Likewise, shifting civilian factories to arms production is easier said than done. Unlike Russia, which retooled its economy for war, Iran lacks the necessary legal and logistical frameworks to rapidly convert its consumer production. Still, experience from Israel’s sustained air campaign may push Tehran to adapt. Dispersed, concealed dual-use sites could complicate Israel’s future strike precision.
Escalation Options and Risk Calculations
With a fragile cease-fire now in place, Tehran’s focus will likely shift to rearmament and shoring up vulnerable stockpiles. But if the cease-fire collapses, its immediate escalation options are limited.
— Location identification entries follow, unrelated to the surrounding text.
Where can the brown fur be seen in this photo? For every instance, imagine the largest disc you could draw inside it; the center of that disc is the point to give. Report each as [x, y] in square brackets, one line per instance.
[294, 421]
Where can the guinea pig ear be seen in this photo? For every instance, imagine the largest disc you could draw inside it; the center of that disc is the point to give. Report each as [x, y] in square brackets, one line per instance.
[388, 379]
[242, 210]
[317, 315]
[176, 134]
Consequently, Iran could resort to other costly tactics to reassert its deterrent posture.
One option would be to intensify strikes on Israeli critical infrastructure – refineries, ports, power grids – which are harder to defend than military bases. The Haifa refinery was already hit early in the conflict, underscoring this risk. Such attacks could inflict economic pain and signal that Israel’s home front remains vulnerable if hostilities resume at full scale.
Closer to home, Tehran still holds a significant number of accurate short-range ballistic missiles and one-way attack drones that could again threaten Gulf oil terminals or U.S. bases in the region – as demonstrated by its strike against the U.S. Al Udeid Air Base in Qatar. It could also deploy advanced anti-ship missiles to harass tankers in the Strait of Hormuz or the Red Sea via the Houthis, disrupting global energy flows. However, these moves would endanger Iran’s fragile diplomatic thaw with Gulf neighbors and invite a new direct U.S. military response – precisely what Tehran seeks to avoid.
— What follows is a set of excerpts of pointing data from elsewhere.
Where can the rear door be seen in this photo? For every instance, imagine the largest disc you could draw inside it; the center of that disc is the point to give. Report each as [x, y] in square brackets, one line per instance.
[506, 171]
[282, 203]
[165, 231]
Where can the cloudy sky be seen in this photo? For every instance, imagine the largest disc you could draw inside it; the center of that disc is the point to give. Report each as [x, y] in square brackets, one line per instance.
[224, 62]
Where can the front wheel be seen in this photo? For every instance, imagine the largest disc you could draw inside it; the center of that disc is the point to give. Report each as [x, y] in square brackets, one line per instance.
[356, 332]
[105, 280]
So far, Tehran’s restraint reflects survival logic with strategic calculus rather than a lack of capacity. Iranian officials know that escalating beyond symbolic retaliation risks turning limited conflict into a wider regional war that could draw in the United States and devastate the regime. By balancing its retaliation and preserving enough capacity to threaten regional U.S. bases and critical Gulf infrastructure, Tehran preserves diplomatic leverage and keeps pressure on Israel to uphold the cease-fire terms. Trump’s cease-fire announcement after the Al Udeid strike underscores this balancing act: a highly symbolic missile attack, followed immediately by a pause to de-escalate. Yet Israel’s air campaign has pushed Iran’s deterrence strategy to its limits. Once based on credible punishment via missiles, drones, and proxy pressure, that equation has collapsed, as Israel was able to absorb strikes, disable launchers, and degrade proxies. What remains is a fragile mix of rhetorical threats and last-resort weapons – including weapon-grade nuclear, held in reserve more to deter direct U.S. involvement than to change Israel’s core war aims.
For the Gulf states, this fragile equilibrium poses serious risks. Saudi Arabia, the United Arab Emirates, and Bahrain spent years hedging against Iran through quiet diplomacy and reduced tensions, not out of friendship but to protect their energy exports and economic visions. Now, Israel’s deep strikes and Iran’s battered deterrence risk dragging the entire Gulf into the blast zone if Iran lashes out to compensate for its setbacks.
Likewise, Patriot, THAAD, and radars cannot guarantee immunity from layered salvos of drones, decoys, and missiles if properly organized. The UAE’s small territory and high density of critical infrastructure make it especially vulnerable. Gulf capitals urgently want one thing: the United States to stay out of the conflict with Iran so they do not become targets by association.
For Washington, the stakes are clear: Deterrence by sanctions will not suffice. Quiet mediation, credible off-ramps for Tehran, and pressure on Israel to limit escalation are vital to prolong the cease-fire, prevent conflict from expanding across the region, and test whether Moscow’s restrained support can keep Iran’s deterrence viable without triggering a wider war.